Reinhard Grindel erklärt die Aufarbeitung des WM-Skandals 2006 endgültig zur Chefsache: Der Präsident des Deutschen Fußball-Bundes (DFB) persönlich wird im Dezember in Katar einen neuen Versuch für ein Gespräch mit der Schlüsselfigur der Affäre, Mohammed Bin Hammam (Katar), unternehmen. Das Ziel ist, damit zur womöglich endgültigen Aufklärung des Rätsels um die ungeklärte Millionen-Zahlung der deutschen WM-Macher von 2006 beizutragen.

Er werde sich nach der Klub-WM in Abu Dhabi (6. bis 16. Dezember) "ins Flugzeug setzen und - so ist die Planung jetzt - nach Katar fliegen", sagte der 56-jährige Grindel am Samstag bei Sky Sport News HD: "Ich habe mich bemüht, mit Gesprächspartnern in Kontakt zu kommen, die uns bei der weiteren Aufklärung möglicherweise helfen können. Ich werde auch versuchen, mit Herrn Bin Hammam persönlich ins Gespräch zu kommen. Ich kann nicht sagen, ob das gelingt. Aber dass wir die Versuche vor Ort weiter vorantreiben - das ist so!"

Grindels erstmalige Bestätigung für seine Mission, die bereits im Sommer ein Thema war und auch Treffen mit Regierungsvertretern beinhalten soll, erfolgte zu einem pikanten Zeitpunkt: Denn just am gleichen Tag berichtete das Nachrichtenmagazin Der Spiegel, dass der DFB schon im Frühling 2016 eine erste Gelegenheit auf eine Aussage von Bin Hammam zu den ominösen Vorgängen im WM-OK ungenutzt gelassen haben soll.

Indirekt jedenfalls hatte der DFB vor eineinhalb Jahren tatsächlich Kenntnis von der Gesprächsbereitschaft des nachweislich korrupten Ex-Funktionärs. "Später", sagte DFB-Vizepräsident Rainer Koch auf SID-Anfrage dazu, "hat Bin Hammam im Rahmen der Korrespondenz zwischen unseren Anwälten seine Bereitschaft zu einer Befragung zurückgezogen."

Von einer vergebenen Chance zur Auflösung des seit über zwei Jahren über dem Verband schwebenden Rätsels um Zweck und Verbleib von 6,7 Millionen Euro aus dem WM-Etat könne indes keine Rede sein, meinte Koch weiter: "Dass wir über Anwälte zu Bin Hammam Kontakt hatten und sogar den Botschafter von Katar zur Vermittlung eingeschaltet haben, zeigt doch, dass wir wirklich alles getan haben, um aufzuklären."

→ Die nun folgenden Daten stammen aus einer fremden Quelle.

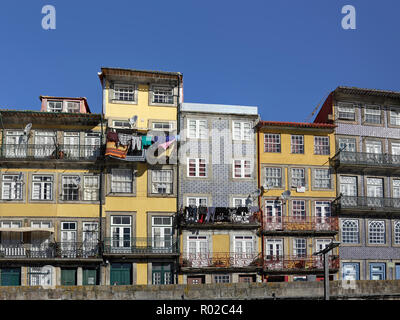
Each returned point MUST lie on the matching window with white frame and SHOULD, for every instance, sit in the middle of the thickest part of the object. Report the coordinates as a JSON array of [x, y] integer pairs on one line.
[[196, 167], [322, 178], [70, 188], [347, 144], [299, 247], [297, 144], [396, 232], [321, 145], [42, 187], [121, 180], [163, 95], [272, 142], [161, 181], [54, 106], [241, 168], [273, 177], [376, 232], [372, 115], [299, 209], [197, 201], [242, 130], [298, 177], [91, 185], [395, 116], [124, 92], [11, 187], [346, 112], [73, 106], [197, 129], [350, 231]]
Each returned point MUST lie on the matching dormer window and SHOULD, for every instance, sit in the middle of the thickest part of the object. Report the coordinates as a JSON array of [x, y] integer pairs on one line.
[[54, 106]]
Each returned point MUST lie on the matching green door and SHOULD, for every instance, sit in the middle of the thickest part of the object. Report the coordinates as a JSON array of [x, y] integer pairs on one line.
[[121, 274], [10, 276], [68, 277], [89, 277]]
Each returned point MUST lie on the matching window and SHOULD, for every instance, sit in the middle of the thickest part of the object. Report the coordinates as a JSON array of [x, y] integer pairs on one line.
[[241, 130], [197, 129], [221, 278], [197, 167], [299, 209], [350, 231], [73, 107], [372, 115], [163, 95], [272, 142], [70, 188], [397, 232], [54, 106], [121, 180], [273, 177], [161, 181], [11, 187], [376, 232], [91, 188], [346, 112], [196, 201], [298, 177], [241, 168], [42, 187], [299, 247], [395, 117], [322, 178], [162, 126], [297, 144], [124, 92], [321, 145], [347, 144]]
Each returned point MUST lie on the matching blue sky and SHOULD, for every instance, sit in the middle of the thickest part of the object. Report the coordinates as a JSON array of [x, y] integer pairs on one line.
[[282, 56]]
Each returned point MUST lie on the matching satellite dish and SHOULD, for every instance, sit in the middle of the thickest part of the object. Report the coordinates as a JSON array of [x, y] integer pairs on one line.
[[285, 195]]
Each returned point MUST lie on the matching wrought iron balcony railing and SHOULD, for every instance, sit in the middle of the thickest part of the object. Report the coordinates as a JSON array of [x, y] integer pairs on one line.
[[126, 245], [298, 263], [366, 159], [47, 151], [367, 203], [50, 250], [301, 223], [220, 260]]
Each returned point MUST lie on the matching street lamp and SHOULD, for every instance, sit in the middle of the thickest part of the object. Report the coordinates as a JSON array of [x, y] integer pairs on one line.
[[325, 252]]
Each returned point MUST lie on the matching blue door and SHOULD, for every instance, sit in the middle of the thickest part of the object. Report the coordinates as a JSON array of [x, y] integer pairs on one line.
[[351, 271], [397, 271], [377, 271]]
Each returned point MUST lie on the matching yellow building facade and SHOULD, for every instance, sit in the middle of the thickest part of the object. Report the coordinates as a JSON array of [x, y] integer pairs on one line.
[[298, 189]]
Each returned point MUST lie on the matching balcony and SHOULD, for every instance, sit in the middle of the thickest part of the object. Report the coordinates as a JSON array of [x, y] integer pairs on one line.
[[361, 160], [156, 246], [298, 264], [220, 260], [13, 152], [293, 224], [231, 218], [366, 204], [50, 250]]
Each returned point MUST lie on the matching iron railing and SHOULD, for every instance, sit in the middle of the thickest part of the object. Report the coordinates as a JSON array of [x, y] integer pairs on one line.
[[126, 245], [366, 159], [348, 202], [220, 260], [47, 151], [298, 263], [301, 223], [19, 249]]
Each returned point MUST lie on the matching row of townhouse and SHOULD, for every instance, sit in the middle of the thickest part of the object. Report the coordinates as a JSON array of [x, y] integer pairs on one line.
[[157, 191]]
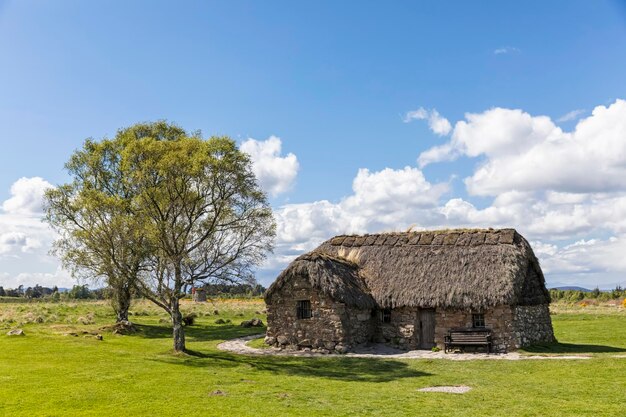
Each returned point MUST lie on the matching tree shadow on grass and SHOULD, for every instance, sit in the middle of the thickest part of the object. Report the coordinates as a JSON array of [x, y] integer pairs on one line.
[[197, 333], [342, 369], [572, 348]]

Die Pläne für den Wüstentrip seines Chefs suggerieren allerdings, dass noch nicht alle Möglichkeiten restlos ausgeschöpft worden sind. Außerdem soll sich im Vorjahr das im Rückblick offenbar nur kleine Zeitfenster für Bin Hammams Informationen aus erster Hand auch aus verbandsinternen Gründen wieder geschlossen haben. Dies meldete der Spiegel unter Berufung auf ein Protokoll von Kochs damaliger Aussage bei der unabhängigen Ethikkommission des Weltverbandes FIFA.

Demnach hätte Koch kurz vor Grindels Wahl zum neuen DFB-Boss "keine Meinungsverschiedenheiten innerhalb des DFB haben" wollen. Darüber hinaus wäre für Koch sein bevorstehender Termin bei Katars Botschafter in Deutschland ein weiterer Grund gewesen, Bin Hammams Offerte ohne Zeitdruck zu betrachten.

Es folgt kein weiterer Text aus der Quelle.